Леонид Парфенов. Увидеть раз и навсегда

   “Подстрочник” не нуждается в подстрочнике. В предисловии, толкованиях и примечаниях. Но он – “устная книга”, расшифровка рассказа на телекамеру для одноименного фильма. Вот про это обстоятельство, может, и стоит сказать особо, ведь читатель книги имеет возможность увидеть-услышать первоисточник в интернете.
   Думаю, монологи Лилианны Лунгиной – самый удивительный синхрон (так именуют речь, синхронизированную с “картинкой”) в истории отечественного телевидения. Параллели, сразу приходящие на ум: Ираклий Андроников и Юрий Лотман. Но одного снимали с его эстрадными номерами, а другого – с лекциями. У них устная речь, которая была письменной, да и став устной, шлифовалась предыдущими произнесениями. Лилианна Лунгина все говорит впервые. Просто задавая себе тему: сейчас я расскажу про себя в Берлине, а сейчас – про школу, а сейчас – как познакомилась с будущим мужем.
   Но эти неподготовленные тексты, во-первых, произнесены с тем “техническим” качеством – без слов-паразитов, без “э-э-э”, без повторов, длиннот, пробуксовок и резюме типа “я что этим хочу сказать?”, – которое само по себе нынче абсолютно исключительно.
   Во-вторых, эти мысли вслух рождаются сейчас, в момент произнесения, и задают ритм речи, который, завораживая, держит, не отпуская. Когда, объясняя про помощь диссидентам, Лунгина, чуть помедлив, говорит “вот точное я слово нашла: это именно унижение – не сметь протянуть руку”, – она выводит на наших глазах словесную формулу как жизненный урок. В богатство и точность ее русского, конечно, “вложились” второй, третий, четвертый родные языки – немецкий, французский, шведский. Ведь и “Карлсона” Лунгина не просто перевела, а создала по-русски, придумав ему все эти “красивый, в меру упитанный мужчина в самом расцвете сил” и прочее. Десятилетия в поисках соответствий и синонимов шлифовали словесную оснастку. А бесстрашная точность душевной памяти к ней даже не прибавилась – они перемножены.
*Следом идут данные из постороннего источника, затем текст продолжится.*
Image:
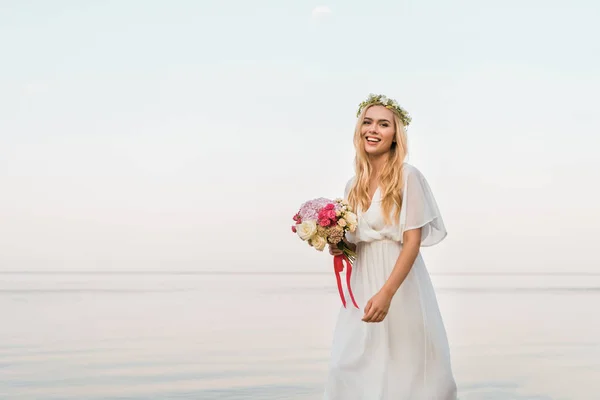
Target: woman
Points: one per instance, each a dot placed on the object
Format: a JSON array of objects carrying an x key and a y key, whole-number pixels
[{"x": 395, "y": 347}]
   Семидесятисемилетняя женщина знает, что в три года она почувствовала себя отдельным существом. Всю жизнь бережет фразу, выражающую папин характер: “…как хорошо бы, чтобы он запел”. Ясно помнит парижский праздник для детей, который открыл ей социальное неравенство. Навсегда решает, что нельзя жить в Тель-Авиве, раз бабушка не смеет провожать ее на пароход в субботу. Свежи незабываемые эпизоды – это одно. Усвоенный полвека и более назад опыт Лилианна Лунгина способна, не подправляя задним числом, выразить сейчас, но видя событие тогдашними глазами. Вот посмотрит чуть поверх объектива, рассказав про первый конвой у пересыльной тюрьмы, и добавит: “…хотя тебе двадцать один год, больше не хочется жить”. Она знает за собой обыкновение искать среди подружек сыновей дочку – раз своей Бог не дал. Понимает, как сталинское “Жить стало лучше, жить стало веселее” разрешило в СССР частную жизнь. Для нее официозный критик – “растленный литературовед”. После полувека замужества она, уже вдова, определит чужие счастливые браки серьезными, а свой – счастливым веселым. Пока не услышишь – не поверишь, будто такой русский язык еще жив.
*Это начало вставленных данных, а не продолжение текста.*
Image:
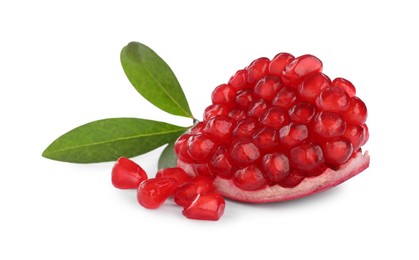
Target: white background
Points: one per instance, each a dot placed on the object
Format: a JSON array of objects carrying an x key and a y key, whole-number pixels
[{"x": 59, "y": 68}]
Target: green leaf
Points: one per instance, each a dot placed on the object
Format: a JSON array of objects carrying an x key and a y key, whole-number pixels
[
  {"x": 153, "y": 79},
  {"x": 109, "y": 139},
  {"x": 168, "y": 157}
]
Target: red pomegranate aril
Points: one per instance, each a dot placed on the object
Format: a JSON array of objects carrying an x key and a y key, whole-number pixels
[
  {"x": 245, "y": 127},
  {"x": 224, "y": 94},
  {"x": 276, "y": 167},
  {"x": 311, "y": 87},
  {"x": 126, "y": 174},
  {"x": 279, "y": 62},
  {"x": 208, "y": 206},
  {"x": 220, "y": 128},
  {"x": 249, "y": 178},
  {"x": 356, "y": 112},
  {"x": 345, "y": 85},
  {"x": 200, "y": 147},
  {"x": 187, "y": 192},
  {"x": 274, "y": 117},
  {"x": 257, "y": 69},
  {"x": 293, "y": 134},
  {"x": 308, "y": 158},
  {"x": 328, "y": 124},
  {"x": 216, "y": 110},
  {"x": 153, "y": 192},
  {"x": 337, "y": 151},
  {"x": 333, "y": 99},
  {"x": 302, "y": 112},
  {"x": 285, "y": 98},
  {"x": 244, "y": 152},
  {"x": 267, "y": 87},
  {"x": 175, "y": 173},
  {"x": 300, "y": 68}
]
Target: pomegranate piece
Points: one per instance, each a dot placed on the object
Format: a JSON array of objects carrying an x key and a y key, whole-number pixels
[
  {"x": 126, "y": 174},
  {"x": 153, "y": 192}
]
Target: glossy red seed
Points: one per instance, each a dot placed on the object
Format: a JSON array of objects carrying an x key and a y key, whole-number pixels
[
  {"x": 205, "y": 207},
  {"x": 328, "y": 125},
  {"x": 176, "y": 173},
  {"x": 345, "y": 85},
  {"x": 200, "y": 147},
  {"x": 274, "y": 117},
  {"x": 302, "y": 112},
  {"x": 257, "y": 69},
  {"x": 224, "y": 94},
  {"x": 153, "y": 192},
  {"x": 276, "y": 167},
  {"x": 311, "y": 87},
  {"x": 300, "y": 68},
  {"x": 267, "y": 88},
  {"x": 249, "y": 178},
  {"x": 126, "y": 174},
  {"x": 357, "y": 112},
  {"x": 333, "y": 99},
  {"x": 337, "y": 151},
  {"x": 279, "y": 62},
  {"x": 285, "y": 98}
]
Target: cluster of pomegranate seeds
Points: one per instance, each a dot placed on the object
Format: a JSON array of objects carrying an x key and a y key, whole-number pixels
[
  {"x": 196, "y": 195},
  {"x": 276, "y": 122}
]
   На обычный телепродюсерский взгляд, решение канала “Россия” – показывать монолог Лунгиной четыре вечера подряд – акция рискованная. Мол, вы ж понимаете, как отнесутся ширнармассы к поучениям старой еврейки. Хотя, по-моему, даже самая забубенная жертва национальных стереотипов через две минуты такой речи перестает замечать прононс и картавость. Как не думают же про Лотмана – еврей, а про Андроникова – грузин. Но Лилианна Зиновьевна много говорит про свое еврейство – с момента его вынужденного осознания, со второй половины 40-х. А до того обращают на себя внимание списки фамилий учеников в школе и студентов в ИФЛИ. Последние поэты-романтики советского строя, они ушли добровольцами на фронт, – Кауфман, Коган, Багрицкий. Выживет только Кауфман и после войны должен будет стать Самойловым. Сама Лунгина, сызмальства европеизированная, советским человеком не стала даже в юности. Зато весь ее круг друзей прошел путь от еврейской горячности в русском большевизме к еврейской горячности в русском диссидентстве. Разные меры большевизма и диссидентства, но путь этот – из важнейших в общественной жизни страны в ХХ веке. Даже если кто и сочтет явно некоренные внешность и выговор эфирно уязвимыми, это все сказать за всех – включая дворянина Виктора Некрасова – могла только она. Подтвердив истину, что нет уже евреев – есть русское городское население.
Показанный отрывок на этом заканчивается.